Publié le 01/01/2011

Bruno WEYMULLER

L’arrivée du shale gas aux États-Unis a surpris par son caractère inattendu et la rapidité de son essor. La surprise vient aussi de ce que cette nouveauté concerne une énergie fossile alors que les avancées espérées dans les thématiques énergétiques nouvelles ne sont pas encore décisives. Beaucoup dans l’industrie pétrolière considèrent que la percée technique qui a permis l’exploitation des shale gas est une des innovations les plus importantes des 10 dernières années dans le domaine de l’offre d’énergie.

Toutefois, il est intéressant de revenir plus en détail sur les caractéristiques de cette innovation, pour corriger l’idée d’une percée technologique qui serait apparue récemment mais aussi pour éclairer la nature des barrières qui pourraient retarder sa diffusion internationale.

Au départ il y a eu un progrès dans le domaine du forage. A partir de technologies existant depuis longtemps dans l’industrie pétrolière, les promoteurs se sont attachés à un domaine d’application nouveau, les shale gas, et ils ont travaillé en fait pendant une quinzaine d’années à choisir et optimiser les paramètres opérationnels afin de rendre commercial ce type d’exploitation. Des avancées significatives ont été obtenues au début des années 2000 qui ont permis l’essor de la production mais le progrès technique se poursuit encore aujourd’hui. Toutefois cette amélioration technique qui est à l’origine de l’exploitation du shale gas est de nature très appliquée voire expérimentale ce qui rend la maîtrise de ce savoir-faire difficilement accessible à de nouveaux intervenants ne disposant que d’une compréhension théorique sans pratique concrète, acquise à partir de la réalisation de nombreux forages.

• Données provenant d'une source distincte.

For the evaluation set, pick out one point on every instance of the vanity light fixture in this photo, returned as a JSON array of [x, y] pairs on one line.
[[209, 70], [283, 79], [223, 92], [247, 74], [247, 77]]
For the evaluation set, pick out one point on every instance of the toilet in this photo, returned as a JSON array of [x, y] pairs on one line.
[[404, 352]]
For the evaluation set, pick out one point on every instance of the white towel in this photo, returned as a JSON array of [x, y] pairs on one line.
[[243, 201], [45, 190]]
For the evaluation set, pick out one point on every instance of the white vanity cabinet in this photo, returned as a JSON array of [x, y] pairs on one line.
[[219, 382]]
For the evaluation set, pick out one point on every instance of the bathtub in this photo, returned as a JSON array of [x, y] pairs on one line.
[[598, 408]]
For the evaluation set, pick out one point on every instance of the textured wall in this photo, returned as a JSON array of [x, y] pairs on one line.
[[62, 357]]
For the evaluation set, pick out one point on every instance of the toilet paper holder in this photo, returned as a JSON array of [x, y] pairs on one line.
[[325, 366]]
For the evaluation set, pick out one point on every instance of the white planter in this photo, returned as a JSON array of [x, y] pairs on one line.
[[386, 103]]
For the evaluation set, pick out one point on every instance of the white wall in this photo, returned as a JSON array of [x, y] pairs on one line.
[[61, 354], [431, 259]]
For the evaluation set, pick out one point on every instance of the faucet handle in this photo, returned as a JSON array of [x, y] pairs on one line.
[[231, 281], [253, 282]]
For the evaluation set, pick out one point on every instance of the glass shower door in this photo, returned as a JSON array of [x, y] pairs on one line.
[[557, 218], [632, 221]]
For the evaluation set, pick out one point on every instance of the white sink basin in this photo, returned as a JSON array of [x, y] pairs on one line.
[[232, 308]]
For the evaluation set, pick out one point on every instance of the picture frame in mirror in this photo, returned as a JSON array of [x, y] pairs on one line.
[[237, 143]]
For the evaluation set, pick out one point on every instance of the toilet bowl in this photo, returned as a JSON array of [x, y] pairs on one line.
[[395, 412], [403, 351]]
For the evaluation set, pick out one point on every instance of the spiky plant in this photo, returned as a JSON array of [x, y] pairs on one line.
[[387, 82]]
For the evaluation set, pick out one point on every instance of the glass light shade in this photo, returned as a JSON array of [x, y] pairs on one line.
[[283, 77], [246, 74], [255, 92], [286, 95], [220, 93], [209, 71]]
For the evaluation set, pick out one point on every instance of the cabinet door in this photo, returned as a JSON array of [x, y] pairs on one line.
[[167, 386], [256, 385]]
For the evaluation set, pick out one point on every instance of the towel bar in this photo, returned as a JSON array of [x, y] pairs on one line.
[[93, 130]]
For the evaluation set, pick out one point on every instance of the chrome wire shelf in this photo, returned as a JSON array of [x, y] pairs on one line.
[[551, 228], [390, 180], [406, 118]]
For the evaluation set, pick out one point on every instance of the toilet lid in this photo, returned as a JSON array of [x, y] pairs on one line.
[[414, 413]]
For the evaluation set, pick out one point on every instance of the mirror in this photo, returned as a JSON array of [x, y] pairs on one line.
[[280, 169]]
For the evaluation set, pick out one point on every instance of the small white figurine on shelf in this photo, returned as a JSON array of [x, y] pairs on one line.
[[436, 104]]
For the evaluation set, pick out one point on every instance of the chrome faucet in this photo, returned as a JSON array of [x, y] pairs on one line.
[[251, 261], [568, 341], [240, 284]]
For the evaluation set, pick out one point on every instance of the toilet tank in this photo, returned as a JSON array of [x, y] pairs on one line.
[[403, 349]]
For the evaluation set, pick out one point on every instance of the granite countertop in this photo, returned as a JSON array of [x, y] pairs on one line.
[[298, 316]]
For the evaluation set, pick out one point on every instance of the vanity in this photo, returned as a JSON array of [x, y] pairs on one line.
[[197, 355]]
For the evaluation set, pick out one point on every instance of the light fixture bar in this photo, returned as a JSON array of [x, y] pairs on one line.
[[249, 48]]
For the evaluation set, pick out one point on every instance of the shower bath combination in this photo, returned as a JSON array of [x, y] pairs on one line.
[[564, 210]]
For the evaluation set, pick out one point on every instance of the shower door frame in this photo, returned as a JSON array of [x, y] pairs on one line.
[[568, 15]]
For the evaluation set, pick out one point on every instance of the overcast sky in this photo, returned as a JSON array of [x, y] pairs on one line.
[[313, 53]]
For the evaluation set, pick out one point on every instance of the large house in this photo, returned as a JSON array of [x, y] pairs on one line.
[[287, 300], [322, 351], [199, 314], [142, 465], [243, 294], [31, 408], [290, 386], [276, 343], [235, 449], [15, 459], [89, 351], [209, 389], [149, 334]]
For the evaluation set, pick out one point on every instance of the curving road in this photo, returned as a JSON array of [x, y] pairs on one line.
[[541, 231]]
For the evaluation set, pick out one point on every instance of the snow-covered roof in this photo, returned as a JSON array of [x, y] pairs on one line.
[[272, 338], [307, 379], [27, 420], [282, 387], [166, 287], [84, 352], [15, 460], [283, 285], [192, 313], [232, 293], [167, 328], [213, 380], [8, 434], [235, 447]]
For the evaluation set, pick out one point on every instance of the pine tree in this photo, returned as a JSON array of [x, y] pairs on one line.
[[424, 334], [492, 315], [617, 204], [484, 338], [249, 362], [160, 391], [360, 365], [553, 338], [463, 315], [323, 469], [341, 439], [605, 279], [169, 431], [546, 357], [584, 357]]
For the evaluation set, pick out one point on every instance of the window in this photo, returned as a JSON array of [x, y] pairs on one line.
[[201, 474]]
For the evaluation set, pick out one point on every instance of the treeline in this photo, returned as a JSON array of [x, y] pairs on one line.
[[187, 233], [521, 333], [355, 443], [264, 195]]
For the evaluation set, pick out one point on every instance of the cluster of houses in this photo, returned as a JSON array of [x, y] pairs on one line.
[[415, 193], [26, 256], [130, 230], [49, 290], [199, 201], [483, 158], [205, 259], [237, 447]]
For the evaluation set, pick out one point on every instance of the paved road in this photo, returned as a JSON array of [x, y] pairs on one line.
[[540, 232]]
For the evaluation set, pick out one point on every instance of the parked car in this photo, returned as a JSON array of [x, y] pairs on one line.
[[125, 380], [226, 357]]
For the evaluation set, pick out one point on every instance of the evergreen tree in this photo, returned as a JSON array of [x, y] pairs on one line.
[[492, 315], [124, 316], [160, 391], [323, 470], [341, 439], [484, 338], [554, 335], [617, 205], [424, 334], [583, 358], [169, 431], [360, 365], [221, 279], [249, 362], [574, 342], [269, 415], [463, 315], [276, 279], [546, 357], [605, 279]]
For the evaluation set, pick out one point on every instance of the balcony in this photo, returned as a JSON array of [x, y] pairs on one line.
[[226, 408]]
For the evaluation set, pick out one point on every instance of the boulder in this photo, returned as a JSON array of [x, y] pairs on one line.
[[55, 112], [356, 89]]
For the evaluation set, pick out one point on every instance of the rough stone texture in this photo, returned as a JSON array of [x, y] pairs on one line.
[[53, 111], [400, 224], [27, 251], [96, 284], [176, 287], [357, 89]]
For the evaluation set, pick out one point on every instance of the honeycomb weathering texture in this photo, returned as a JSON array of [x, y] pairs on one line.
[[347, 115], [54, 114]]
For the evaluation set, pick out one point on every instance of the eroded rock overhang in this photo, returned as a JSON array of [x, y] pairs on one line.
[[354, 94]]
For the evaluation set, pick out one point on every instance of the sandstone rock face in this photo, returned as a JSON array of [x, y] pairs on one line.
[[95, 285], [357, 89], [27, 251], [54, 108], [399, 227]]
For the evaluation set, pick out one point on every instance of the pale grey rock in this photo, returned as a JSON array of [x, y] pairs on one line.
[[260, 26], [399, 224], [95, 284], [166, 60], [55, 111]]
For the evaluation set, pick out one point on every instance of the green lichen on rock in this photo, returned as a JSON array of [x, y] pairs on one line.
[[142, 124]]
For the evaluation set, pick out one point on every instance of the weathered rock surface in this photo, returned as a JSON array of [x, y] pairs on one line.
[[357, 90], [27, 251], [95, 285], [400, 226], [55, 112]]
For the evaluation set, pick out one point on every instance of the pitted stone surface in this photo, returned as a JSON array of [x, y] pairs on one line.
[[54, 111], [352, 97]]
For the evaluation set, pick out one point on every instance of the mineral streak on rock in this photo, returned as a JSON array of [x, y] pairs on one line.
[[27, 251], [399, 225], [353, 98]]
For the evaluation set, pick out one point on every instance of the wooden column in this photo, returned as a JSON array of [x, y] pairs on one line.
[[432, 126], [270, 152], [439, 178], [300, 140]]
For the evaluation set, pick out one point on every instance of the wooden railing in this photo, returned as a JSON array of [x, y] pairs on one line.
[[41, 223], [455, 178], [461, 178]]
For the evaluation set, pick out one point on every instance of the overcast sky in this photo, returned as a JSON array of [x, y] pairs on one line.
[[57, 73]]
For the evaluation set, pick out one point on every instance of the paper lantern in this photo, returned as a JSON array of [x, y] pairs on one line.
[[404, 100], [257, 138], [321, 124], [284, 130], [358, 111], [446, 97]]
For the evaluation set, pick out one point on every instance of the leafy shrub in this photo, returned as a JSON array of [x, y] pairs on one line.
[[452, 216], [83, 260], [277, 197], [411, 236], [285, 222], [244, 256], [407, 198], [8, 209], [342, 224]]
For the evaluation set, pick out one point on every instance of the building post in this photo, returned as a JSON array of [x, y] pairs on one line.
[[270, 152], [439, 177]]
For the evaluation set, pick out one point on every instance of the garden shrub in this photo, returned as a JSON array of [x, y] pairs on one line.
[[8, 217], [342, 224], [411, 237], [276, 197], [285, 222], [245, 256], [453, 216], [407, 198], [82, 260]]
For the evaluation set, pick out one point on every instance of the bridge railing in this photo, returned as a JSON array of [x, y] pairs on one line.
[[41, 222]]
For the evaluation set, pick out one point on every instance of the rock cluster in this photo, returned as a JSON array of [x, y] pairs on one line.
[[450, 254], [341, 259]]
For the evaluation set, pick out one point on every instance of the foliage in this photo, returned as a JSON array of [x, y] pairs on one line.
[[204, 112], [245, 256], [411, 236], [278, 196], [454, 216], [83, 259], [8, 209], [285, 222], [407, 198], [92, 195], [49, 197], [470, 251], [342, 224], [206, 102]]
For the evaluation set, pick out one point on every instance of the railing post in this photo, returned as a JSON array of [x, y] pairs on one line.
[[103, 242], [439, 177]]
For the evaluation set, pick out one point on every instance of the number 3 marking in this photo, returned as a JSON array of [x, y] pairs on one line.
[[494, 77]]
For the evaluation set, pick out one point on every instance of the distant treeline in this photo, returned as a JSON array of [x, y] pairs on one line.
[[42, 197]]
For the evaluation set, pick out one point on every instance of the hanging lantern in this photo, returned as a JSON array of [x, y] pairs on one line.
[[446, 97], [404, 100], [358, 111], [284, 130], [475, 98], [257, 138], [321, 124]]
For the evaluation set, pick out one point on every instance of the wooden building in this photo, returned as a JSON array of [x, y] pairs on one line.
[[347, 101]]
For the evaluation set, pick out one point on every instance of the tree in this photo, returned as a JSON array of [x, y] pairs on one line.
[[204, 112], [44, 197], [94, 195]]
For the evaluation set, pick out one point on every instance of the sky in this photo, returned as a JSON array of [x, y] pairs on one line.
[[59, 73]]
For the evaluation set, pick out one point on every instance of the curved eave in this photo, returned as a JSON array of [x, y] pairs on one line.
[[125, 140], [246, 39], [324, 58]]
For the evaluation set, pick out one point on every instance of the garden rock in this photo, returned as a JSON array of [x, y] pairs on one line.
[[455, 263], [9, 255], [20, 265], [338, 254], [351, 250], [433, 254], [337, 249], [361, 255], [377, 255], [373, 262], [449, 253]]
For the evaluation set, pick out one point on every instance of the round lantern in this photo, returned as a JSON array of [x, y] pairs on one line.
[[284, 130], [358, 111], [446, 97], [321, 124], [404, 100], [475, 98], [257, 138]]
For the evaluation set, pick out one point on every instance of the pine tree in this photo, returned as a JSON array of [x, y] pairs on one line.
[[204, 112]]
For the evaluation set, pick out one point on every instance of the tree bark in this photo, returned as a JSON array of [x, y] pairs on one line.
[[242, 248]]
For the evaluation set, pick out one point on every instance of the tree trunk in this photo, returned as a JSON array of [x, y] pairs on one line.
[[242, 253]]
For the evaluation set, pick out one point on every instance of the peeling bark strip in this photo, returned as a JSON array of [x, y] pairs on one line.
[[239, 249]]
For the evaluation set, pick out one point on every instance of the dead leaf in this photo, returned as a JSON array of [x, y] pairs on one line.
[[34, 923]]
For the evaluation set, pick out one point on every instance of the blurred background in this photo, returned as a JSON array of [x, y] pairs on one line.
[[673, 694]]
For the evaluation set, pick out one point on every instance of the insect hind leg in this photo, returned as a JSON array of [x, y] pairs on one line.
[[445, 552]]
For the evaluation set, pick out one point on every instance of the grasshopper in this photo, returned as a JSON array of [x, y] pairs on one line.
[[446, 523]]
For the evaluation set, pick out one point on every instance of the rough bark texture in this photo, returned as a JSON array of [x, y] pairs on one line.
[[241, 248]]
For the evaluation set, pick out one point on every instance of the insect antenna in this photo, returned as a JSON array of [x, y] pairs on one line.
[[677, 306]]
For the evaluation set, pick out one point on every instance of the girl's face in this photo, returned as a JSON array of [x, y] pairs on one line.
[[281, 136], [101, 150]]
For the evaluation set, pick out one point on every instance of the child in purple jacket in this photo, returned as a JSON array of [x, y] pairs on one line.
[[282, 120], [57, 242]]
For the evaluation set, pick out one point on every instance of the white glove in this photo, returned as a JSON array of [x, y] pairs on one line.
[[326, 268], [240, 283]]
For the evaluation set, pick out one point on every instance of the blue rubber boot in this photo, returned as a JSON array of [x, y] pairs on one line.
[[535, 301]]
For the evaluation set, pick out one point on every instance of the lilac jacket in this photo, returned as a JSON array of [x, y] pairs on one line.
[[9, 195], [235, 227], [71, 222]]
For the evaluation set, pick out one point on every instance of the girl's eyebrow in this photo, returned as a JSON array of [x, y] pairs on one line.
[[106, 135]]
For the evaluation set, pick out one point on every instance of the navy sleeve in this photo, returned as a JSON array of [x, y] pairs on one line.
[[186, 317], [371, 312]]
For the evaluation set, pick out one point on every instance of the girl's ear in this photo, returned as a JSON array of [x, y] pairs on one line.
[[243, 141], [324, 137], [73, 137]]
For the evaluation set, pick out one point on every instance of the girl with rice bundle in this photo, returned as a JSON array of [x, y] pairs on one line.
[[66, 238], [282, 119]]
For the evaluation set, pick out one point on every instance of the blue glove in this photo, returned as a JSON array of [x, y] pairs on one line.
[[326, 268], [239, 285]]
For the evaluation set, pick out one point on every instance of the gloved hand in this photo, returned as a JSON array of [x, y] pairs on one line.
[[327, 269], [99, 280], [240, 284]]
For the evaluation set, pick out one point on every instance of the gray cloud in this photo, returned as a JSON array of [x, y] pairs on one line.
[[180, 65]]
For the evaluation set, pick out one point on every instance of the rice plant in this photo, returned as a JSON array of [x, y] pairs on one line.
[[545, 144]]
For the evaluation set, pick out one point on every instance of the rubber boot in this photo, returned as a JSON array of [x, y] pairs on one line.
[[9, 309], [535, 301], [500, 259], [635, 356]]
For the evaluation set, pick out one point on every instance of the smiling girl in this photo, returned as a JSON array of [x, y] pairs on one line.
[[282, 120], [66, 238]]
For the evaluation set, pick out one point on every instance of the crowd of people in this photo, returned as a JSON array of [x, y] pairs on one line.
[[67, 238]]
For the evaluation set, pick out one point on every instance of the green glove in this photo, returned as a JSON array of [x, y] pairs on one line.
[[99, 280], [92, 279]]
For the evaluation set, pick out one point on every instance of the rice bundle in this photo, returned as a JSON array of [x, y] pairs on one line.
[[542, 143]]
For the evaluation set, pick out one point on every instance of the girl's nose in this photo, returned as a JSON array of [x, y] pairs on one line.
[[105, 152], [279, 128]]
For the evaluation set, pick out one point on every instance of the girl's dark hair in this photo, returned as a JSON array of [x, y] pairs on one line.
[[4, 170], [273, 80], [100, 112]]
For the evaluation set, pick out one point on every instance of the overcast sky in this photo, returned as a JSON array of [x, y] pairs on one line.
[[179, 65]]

Mais il faut aussi revenir sur l’ensemble des conditions qui expliquent le succès américain. Il s’explique par la réunion très particulière de différentes composantes : bien sûr cette avancée technologique, mais aussi une géologie favorable et très bien répertoriée, un tissu industriel très dynamique de petites sociétés pétrolières qui ont suppléé au désintérêt des grands majors, un régime minier adapté, un contexte règlementaire bienveillant dans la période de démarrage et, last but not least, une évolution positive des prix domestiques du gaz.

L’arrivée des gaz non conventionnels a profondément transformé ces dernières années la situation gazière des États-Unis et les perspectives de production de gaz domestique pour les prochaines décennies ont été revues à la hausse même si de grandes incertitudes demeurent. Cette révolution du shale gas peut-elle se diffuser dans le monde au-delà de l’Amérique du Nord ? Le potentiel géologique est sans doute considérable dans beaucoup de pays, même s’il est beaucoup moins bien connu qu’aux États-Unis. Mais l’exploitation de shale gas est un domaine complexe et très technique. Et les caractéristiques existant aux États-Unis sont difficilement transposables ailleurs. Beaucoup de conditions seront nécessaires pour que ces ressources puissent être valorisées ailleurs, au premier rang desquelles une forte volonté politique, éclairée par une vision de long terme d’une stratégie énergétique. L’Australie et la Chine, avec des contextes différents, semblent les posséder. Cela est beaucoup moins évident ailleurs. Mais en tout état de cause la percée des shale gas, même si elle restait dans la prochaine décennie essentiellement limitée à l’Amérique du Nord et à un petit nombre d’autres pays, devrait impacter les marchés gaziers, les prix du gaz et les flux gaziers dans le monde. À moyen terme, l’apport du shale gas est de nature à favoriser un renforcement de la part du gaz dans le mix énergétique mondial mais l’effet au niveau global sera sans doute d’ampleur relativement limitée.